In this randomized, controlled clinical trial performed between 1996 and 1999, Taylor et al studied effects of inhaled nitric oxide (NO) at 5 ppm in intubated patients with acute lung injury (ALI) or the acute respiratory distress syndrome (ARDS) within 72 hours of illness onset. Their hypothesis was that inhaled NO would improve the outcomes of patients with ALI/ARDS who have only pulmonary dysfunction. To test their hypothesis, they used a modified definition of ARDS/ALI and included a group of patients that had PaO2/FIO2 ratios of < 250 mm Hg. Patients were excluded from the study if they had evidence of sepsis or septic shock or if they had significant non-pulmonary organ failure. The patients were followed until 28 days, or until taken off assisted breathing, or death. End points for the study included alive and ventilator free at day 28, overall mortality rate as well as number of days patients were alive following a successful unassisted ventilation test.
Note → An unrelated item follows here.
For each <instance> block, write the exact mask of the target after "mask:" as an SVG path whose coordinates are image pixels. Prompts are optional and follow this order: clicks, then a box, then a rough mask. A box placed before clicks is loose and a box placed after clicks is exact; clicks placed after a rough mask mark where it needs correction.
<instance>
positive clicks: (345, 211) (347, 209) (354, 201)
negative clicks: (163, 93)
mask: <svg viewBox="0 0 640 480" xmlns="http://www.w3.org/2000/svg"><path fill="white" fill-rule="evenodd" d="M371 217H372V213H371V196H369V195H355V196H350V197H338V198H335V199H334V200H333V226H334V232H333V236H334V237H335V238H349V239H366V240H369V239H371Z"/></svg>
The investigators, the care providers and the patients were blinded to treatment assignments.

A total of 385 patients were enrolled in the study. An intent-to-treat analysis found no difference in the number of days patients were alive and off assisted breathing. The mean (SD) for the NO group was 10.7 (9.7) days compared to 10.6 (9.8) days in the placebo group. There was a statistically significant improvement in the NO group in oxygenation after starting NO that was observed for up to 48 hours only. Overall mortality was similar between the 2 groups (23% for the NO group, 20% for the placebo group). Similarly, number of days the patients were alive following successful 2-hour unassisted ventilation trial were similar between the NO group (11.4) and the placebo (11.9) group. Similar numbers of patients were treated in prone position to help with oxygenation and similar number of infections and ventilator alarms were noted.
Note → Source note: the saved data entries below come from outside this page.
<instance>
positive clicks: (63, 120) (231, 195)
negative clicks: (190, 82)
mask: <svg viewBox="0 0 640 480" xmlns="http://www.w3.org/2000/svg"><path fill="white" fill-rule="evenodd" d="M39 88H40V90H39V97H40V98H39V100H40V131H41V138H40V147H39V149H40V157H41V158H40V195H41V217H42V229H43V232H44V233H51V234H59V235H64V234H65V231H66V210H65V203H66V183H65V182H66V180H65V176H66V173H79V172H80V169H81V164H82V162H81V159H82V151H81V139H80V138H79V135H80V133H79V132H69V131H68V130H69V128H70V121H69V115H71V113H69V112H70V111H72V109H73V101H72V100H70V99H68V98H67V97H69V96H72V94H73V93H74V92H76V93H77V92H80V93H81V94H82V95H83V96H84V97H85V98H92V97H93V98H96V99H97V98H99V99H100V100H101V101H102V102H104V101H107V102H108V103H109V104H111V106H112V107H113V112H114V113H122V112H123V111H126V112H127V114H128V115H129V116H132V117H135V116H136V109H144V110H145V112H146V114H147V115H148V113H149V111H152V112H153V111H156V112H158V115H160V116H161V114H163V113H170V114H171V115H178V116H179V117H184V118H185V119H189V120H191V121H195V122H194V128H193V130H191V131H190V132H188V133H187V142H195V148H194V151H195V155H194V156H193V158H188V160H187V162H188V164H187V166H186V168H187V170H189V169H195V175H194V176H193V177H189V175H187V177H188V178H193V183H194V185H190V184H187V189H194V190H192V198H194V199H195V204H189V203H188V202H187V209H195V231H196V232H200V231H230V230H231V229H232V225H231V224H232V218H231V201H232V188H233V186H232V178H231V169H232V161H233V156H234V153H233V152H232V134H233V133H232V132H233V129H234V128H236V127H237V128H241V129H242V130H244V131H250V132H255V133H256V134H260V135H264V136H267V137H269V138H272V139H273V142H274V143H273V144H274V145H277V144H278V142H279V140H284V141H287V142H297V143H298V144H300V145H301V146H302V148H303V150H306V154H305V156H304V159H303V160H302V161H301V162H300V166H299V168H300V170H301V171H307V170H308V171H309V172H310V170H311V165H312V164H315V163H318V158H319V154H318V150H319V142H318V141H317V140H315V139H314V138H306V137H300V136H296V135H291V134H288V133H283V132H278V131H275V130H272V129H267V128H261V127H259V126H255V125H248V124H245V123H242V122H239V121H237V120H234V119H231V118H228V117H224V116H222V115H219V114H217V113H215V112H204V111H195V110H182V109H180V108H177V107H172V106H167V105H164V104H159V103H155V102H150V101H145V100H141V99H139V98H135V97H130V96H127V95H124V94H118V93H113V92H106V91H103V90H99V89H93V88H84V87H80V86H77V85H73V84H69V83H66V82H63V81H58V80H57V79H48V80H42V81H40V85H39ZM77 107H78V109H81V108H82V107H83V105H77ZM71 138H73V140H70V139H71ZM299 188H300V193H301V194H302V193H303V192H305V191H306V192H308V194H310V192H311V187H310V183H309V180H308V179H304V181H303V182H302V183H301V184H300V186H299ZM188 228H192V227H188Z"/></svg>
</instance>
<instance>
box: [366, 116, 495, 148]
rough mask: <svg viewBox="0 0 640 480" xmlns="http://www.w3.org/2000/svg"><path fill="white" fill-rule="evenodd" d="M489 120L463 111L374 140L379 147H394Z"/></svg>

Overall, the study did not detect any benefit of using inhaled NO at 5 ppm in this group of patients with ALI/ARDS.

Comment by Uday B. Nanavaty, MD

With this trial, hopefully, inhaled NO will be added to the long list of pharmacotherapies that have failed to show any measurable improvement in outcome in patients with ALI/ARDS. The only intervention thus far to have significant impact in mortality of patients with ARDS has been the ventilator strategy using low tidal volume. It is important to remember that in this particular trial, ARDS Network strategy of low tidal volume was not used. Time and again it is noted that there seems to be little correlation between correction of hypoxemia and improvement in outcome.

Nitric oxide has vasodilator properties in pulmonary, as well as systemic, circulation. It has been shown to have immunomodulatory properties such as reducing neutrophil adhesion and preventing platelet aggregation. Why then does it fail to have an impact in ARDS patients? There are multiple explanations of this question. One thing is clear that NO does act as a vasodilator, in pulmonary circulation, in ARDS patients. The improvement in oxygenation seen early on is thought to represent vasodilation in ventilated areas of lung that get the inhaled NO and improvement in the V/Q mismatch. It is possible that the capillary beds that are affected by the underlying pathogenic mechanism somehow do not respond to the inhaled NO; thus only healthy areas of lung somehow participate in the improvement in oxygenation. In the healthy areas of lungs, there would be no apparent benefit of its "immunomodulatory" effects. It is also possible that some of the benefit of improved oxygenation is offset by an as yet unidentified toxicity of NO. Inhaled NO is expensive and somewhat cumbersome to use. In spite of its inability to improve outcome in the wider population of ALI/ARDS population, unfortunately use of NO will continue without sound evidence in the very sick patient population with refractory hypoxia and ARDS as a "salvage" therapy until a trial in such patients proves or disproves the notion of such "salvage" therapies.

Uday B. Nanavaty, MD, Pulmonary and Critical Care Medicine, Rockville, Maryland, and Associate Editor of Critical Care Alert.